Researchers at the Northern California Epilepsy Center and University of California, San Francisco, conducted a retrospective review of 143 patients with malformations of cortical development (MCD) who underwent resection surgery for medically refractory epilepsy. Median age of seizure onset was 7 years (range, 0-55 years) with 123 (86%) having childhood onset (<18 years). Complex partial seizures were most common (47.5%) followed by generalized tonic-clonic (23%). Preoperative MRI, classified according to a new MCD classification, included subcortical T2/FLAIR abnormality (46.1%), blurring of gray-white junction (26.6%), cortical thickening (17.2%), and mesiotemporal sclerosis (16.1%). ECoG revealed epileptiform activity in 111 patients, focal in 67.7%. Total resection of abnormal area was achieved in 68.1%. Heterotopia were present in 35%, and neuronal dysplasias in 33.3%. According to the Barkovich classification for MCD, 22% were class I (abnormal neuronal and glial proliferation), 10% class II (abnormal migration), 65% class III (abnormal organization), and 3% class IV (abnormal development). Class I patients had better outcome than class II or III. Complete resection of ECoG and anatomic abnormalities was the main independent predictor of seizure freedom.

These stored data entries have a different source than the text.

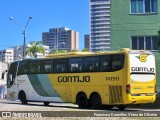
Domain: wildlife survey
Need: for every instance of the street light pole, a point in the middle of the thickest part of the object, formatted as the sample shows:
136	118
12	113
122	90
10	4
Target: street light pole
24	34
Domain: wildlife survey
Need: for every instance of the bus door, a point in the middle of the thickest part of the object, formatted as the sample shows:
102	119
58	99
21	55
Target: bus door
11	85
142	74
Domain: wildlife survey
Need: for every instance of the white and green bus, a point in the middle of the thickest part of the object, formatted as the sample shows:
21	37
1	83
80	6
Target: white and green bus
91	80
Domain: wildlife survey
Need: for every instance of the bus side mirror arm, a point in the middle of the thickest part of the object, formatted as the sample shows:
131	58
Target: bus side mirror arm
3	73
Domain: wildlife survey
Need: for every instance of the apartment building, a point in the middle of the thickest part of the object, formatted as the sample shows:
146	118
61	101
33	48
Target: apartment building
18	52
61	39
6	55
135	24
100	25
87	41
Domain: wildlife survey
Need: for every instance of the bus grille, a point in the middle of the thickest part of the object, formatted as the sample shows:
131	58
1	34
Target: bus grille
115	94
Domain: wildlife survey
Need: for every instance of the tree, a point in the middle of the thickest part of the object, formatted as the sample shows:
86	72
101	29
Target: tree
158	39
74	50
34	48
55	51
63	51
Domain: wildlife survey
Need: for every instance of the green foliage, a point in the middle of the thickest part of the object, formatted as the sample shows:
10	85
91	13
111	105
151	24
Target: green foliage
158	39
85	50
63	51
55	51
74	50
34	49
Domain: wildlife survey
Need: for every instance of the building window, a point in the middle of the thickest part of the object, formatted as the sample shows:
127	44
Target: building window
144	42
143	6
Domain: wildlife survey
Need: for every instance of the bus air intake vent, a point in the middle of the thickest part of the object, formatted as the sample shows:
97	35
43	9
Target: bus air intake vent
115	94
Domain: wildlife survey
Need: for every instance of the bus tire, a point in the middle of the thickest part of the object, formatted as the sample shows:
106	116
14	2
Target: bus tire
82	101
122	107
46	103
108	107
22	97
96	102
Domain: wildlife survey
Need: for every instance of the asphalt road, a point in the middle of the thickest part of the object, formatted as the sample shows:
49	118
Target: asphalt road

Other favorable predictors were smaller lesions and locally confined ECoG abnormalities. Long-term follow-up demonstrated seizure control in 72% at 2 years, 65% at 5 years, and 67% at 10 years. [1]

COMMENT. MR imaging and intracranial ECoG recordings are essential determinants of outcome of patients with MCD and medically intractable epilepsy. Neuronal proliferation pathology carries a better prognosis than abnormalities of cortical migration or organization. Surgery can result in 67% long-term seizure freedom.